Europe midday: Stocks take moderate hit as rout in Turkish assets gathers momentum
Stocks are under the cosh at the end of the week as the rout in Turkey's currency extends, although for the moment at least the reverberations throughout global capital markets appear to be rather limited.
Nevertheless, and as analysts at Capital Economics pointed out, Turkish authorities had managed to back themselves into a bit of a corner.
"Turkey seems to have been on the brink of a crisis several times this decade, only for the central bank to do just enough to steady the ship. But there are reasons to think that emergency interest rate hikes during the current currency crisis might only provide fleeting relief.
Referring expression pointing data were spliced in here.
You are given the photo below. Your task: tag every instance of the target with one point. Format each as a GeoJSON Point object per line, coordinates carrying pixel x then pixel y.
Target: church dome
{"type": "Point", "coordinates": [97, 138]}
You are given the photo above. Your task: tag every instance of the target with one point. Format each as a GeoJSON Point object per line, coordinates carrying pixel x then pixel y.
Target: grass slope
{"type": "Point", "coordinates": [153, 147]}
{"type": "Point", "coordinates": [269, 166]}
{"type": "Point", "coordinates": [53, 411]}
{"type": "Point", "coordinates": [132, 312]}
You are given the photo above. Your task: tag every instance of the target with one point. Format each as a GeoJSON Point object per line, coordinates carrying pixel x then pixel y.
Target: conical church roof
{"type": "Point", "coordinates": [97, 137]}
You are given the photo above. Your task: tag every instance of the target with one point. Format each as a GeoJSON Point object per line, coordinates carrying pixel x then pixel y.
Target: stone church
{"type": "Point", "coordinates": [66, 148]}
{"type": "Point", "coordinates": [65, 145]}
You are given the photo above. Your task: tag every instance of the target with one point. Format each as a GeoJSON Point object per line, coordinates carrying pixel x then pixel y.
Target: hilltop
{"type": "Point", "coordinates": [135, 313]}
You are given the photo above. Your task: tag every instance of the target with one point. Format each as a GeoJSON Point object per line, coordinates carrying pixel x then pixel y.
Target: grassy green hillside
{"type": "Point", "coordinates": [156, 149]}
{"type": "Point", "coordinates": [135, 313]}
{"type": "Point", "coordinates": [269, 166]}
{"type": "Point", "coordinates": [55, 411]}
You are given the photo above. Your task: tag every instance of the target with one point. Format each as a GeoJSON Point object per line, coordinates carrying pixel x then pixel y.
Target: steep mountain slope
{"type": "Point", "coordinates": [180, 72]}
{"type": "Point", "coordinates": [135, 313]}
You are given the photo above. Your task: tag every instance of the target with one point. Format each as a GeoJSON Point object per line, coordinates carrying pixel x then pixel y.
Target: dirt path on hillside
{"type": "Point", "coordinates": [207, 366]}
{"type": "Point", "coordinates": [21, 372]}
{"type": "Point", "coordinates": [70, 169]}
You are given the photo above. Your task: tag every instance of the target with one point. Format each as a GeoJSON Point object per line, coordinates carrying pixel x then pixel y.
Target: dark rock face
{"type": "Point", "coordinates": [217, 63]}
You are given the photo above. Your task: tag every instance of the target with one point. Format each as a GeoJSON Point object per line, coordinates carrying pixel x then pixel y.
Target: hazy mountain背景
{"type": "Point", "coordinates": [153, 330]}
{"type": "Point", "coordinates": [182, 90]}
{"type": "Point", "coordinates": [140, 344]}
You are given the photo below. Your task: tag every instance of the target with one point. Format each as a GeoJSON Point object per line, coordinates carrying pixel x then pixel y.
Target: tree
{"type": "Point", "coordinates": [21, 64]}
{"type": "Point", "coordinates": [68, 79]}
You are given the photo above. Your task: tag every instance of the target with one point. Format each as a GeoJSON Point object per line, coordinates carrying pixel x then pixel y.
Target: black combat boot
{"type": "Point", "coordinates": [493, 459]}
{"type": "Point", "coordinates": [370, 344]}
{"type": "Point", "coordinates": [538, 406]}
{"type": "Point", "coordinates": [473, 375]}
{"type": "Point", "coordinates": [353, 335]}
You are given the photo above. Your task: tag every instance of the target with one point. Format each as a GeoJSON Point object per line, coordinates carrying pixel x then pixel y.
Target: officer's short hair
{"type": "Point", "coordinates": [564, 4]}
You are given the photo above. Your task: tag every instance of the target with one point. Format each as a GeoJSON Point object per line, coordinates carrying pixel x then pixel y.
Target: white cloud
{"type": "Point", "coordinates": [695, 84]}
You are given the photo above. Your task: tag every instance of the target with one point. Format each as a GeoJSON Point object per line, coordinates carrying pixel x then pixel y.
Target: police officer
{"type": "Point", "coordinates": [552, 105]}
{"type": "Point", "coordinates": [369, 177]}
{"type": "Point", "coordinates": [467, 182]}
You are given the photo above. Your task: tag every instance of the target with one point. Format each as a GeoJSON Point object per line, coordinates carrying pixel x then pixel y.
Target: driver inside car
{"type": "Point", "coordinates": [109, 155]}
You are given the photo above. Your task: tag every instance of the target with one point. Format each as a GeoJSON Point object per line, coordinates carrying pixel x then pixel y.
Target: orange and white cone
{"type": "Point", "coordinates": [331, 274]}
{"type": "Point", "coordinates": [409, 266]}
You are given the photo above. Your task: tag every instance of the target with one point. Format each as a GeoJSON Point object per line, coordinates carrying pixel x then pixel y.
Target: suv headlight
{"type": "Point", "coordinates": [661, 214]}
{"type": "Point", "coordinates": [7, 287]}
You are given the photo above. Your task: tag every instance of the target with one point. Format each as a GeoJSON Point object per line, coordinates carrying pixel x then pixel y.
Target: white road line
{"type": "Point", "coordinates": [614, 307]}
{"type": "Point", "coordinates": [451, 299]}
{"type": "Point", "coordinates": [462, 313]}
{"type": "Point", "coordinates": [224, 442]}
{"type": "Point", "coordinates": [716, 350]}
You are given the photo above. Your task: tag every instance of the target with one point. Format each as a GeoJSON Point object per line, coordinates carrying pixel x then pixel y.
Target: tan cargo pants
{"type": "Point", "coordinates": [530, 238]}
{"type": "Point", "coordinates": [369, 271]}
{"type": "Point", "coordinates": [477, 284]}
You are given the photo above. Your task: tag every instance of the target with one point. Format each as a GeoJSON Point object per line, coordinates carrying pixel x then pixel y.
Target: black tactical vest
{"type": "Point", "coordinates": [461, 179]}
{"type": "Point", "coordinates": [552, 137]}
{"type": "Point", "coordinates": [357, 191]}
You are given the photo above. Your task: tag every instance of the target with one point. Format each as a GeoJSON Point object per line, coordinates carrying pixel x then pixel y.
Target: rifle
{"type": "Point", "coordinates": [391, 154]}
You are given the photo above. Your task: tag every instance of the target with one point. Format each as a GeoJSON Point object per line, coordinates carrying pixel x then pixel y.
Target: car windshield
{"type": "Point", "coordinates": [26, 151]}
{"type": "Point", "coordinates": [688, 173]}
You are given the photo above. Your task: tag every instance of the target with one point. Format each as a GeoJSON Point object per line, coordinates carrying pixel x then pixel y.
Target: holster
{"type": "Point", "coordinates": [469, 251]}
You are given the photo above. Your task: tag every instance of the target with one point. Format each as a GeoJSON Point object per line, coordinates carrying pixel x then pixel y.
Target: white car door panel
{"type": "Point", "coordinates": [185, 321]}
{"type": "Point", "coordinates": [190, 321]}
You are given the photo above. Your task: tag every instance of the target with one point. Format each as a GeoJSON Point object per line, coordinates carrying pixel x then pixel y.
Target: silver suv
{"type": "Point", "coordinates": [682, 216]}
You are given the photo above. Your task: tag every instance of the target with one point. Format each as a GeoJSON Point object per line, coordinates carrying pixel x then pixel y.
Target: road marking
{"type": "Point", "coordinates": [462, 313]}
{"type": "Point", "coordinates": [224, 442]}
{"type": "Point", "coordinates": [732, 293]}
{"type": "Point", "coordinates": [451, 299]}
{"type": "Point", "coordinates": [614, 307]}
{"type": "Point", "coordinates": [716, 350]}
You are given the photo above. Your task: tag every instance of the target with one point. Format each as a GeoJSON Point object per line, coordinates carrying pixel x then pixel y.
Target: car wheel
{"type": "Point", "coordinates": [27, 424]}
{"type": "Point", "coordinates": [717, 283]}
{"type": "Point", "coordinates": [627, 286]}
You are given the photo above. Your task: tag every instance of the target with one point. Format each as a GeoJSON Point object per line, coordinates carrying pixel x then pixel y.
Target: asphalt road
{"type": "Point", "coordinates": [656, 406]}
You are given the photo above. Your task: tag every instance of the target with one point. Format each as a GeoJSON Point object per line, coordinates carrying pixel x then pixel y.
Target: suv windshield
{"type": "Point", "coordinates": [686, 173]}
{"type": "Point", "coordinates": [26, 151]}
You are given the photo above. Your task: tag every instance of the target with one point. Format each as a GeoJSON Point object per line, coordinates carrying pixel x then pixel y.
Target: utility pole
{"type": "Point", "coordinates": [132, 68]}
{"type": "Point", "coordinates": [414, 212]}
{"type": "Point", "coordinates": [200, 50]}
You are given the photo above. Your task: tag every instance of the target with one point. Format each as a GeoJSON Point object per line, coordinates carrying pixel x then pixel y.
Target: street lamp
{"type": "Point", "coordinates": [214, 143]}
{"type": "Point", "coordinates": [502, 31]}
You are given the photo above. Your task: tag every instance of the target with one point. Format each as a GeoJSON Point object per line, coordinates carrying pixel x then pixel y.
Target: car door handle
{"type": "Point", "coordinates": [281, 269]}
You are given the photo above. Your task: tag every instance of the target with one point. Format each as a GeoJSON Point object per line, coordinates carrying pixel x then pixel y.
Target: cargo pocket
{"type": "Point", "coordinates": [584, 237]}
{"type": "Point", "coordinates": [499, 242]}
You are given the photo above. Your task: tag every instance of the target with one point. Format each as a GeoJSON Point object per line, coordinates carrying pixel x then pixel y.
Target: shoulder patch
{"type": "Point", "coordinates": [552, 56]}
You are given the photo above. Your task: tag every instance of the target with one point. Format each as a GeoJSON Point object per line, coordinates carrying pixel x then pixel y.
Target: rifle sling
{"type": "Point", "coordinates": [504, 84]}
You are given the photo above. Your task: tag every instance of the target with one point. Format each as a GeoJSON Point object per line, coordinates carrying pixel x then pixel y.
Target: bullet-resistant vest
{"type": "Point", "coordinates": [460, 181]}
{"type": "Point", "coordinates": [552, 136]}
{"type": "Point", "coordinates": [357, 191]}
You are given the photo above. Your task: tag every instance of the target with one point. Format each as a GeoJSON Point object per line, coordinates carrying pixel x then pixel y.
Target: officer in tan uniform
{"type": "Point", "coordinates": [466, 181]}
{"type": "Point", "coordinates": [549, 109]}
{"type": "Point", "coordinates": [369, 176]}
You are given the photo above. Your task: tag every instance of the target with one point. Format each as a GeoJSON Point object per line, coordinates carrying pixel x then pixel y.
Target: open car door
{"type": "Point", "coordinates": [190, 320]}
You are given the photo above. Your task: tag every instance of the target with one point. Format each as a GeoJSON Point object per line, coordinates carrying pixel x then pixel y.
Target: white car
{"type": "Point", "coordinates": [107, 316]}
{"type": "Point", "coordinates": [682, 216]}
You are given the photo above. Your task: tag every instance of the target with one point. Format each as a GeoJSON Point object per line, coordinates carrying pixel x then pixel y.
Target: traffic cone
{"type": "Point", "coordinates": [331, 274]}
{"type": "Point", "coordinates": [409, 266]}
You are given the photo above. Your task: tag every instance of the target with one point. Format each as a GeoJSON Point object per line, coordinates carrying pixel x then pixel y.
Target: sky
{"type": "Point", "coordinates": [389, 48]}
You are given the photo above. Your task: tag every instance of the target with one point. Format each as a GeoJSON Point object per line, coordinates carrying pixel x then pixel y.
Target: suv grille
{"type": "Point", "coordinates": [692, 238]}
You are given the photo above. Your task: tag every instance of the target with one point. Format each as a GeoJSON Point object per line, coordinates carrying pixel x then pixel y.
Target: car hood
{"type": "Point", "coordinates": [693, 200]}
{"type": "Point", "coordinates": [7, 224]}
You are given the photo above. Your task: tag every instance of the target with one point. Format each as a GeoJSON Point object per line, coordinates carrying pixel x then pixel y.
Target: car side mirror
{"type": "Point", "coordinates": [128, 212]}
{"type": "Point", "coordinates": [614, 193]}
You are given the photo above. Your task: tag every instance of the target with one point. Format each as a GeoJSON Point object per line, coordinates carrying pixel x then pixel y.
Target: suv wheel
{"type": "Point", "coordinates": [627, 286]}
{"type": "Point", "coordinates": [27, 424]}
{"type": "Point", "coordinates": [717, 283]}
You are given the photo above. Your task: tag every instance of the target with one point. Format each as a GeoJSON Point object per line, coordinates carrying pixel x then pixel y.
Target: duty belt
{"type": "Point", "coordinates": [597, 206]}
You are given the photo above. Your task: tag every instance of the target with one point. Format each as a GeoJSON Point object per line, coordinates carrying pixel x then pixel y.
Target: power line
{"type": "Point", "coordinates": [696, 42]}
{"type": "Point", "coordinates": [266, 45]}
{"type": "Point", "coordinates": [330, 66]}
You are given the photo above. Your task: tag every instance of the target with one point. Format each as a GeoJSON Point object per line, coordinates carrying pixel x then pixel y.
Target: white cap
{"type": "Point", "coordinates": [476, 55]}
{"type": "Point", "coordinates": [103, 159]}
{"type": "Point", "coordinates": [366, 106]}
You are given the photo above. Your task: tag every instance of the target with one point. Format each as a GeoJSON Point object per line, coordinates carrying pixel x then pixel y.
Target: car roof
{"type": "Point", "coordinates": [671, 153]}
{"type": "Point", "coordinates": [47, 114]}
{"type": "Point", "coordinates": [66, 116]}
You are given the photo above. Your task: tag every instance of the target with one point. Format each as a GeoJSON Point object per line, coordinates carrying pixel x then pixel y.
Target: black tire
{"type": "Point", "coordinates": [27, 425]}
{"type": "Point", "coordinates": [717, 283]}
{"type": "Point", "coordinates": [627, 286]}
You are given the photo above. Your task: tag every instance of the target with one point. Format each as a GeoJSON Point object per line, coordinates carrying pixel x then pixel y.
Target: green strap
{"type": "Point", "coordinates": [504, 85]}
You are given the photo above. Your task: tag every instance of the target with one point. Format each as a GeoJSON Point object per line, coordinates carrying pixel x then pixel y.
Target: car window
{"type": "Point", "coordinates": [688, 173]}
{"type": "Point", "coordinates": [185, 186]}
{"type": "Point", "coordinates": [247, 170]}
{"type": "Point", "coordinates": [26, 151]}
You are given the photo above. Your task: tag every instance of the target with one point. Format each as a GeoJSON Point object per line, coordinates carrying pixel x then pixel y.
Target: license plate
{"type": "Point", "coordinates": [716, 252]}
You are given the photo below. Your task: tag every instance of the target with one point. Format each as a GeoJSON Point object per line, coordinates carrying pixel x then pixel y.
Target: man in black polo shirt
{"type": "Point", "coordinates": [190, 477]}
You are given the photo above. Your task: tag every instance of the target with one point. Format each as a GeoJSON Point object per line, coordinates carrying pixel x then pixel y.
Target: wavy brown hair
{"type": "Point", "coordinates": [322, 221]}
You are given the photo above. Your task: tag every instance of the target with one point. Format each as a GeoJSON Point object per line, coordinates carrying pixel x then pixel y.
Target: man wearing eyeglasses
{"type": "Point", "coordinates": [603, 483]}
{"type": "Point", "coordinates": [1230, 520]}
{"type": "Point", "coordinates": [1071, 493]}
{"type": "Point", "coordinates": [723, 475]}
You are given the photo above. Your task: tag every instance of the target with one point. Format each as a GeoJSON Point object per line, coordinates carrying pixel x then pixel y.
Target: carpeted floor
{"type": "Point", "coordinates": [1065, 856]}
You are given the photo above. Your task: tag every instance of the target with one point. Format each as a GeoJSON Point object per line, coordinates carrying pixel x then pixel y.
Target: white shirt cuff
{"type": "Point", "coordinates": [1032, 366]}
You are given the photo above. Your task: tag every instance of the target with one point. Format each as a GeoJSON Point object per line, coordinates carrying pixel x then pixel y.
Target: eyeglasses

"[...] The lessons from other countries that have managed to restore macroeconomic stability after a currency crisis is that they need tight fiscal and monetary policy for a lengthy period of time, usually under the auspices of an IMF deal. It's not clear that this is politically palatable in Turkey."
As of 1208 BST, the US dollar was jumping by 6.97% to 5.9375 against the Turkish lira, having earlier risen as high as 6.3005. Significantly, euro/dollar was also moving lower, slipping by 0.58% to 1.14604.
Russia's rouble on the other hand was relatively well-behaved, dipping by just 0.33% against the Greenback to 66.8918.
To take note of, amid some 'market chatter' the day before that authorities in Ankara might soon impose capital controls, Turkey's Prime Minister, Recep Tayyip Erdogan, and the country's finance minister were scheduled to make announcements later on Friday.
Meanwhile, in equity markets, the benchmark Stoxx 600 was down by 0.84% or 3.26 points at 386.78, alongside a fall of 1.65% or 208.98 points to 12,466.87 for the German Dax.
Spain's Ibex 35 was slipping 1.07% or 103.90 points to 9,650.70.
As an aside, the yield on the benchmark 10-year Greek government bond was higher by 10 basis points to 4.21%.
European banks with specific exposure to Turkey were in the spotlight, with Spain's BBVA shedding 4.47% on the back of the turmoil in Turkish assets.
Italy's UniCredit was also under the cosh, giving back 3.35%
According to the Financial Times, the European Central Bank was concerned about the two lenders' exposure to the Mediterranean country, as well as BNP Paribas's - although the watchdog reportedly did no yet see the situation as "critical".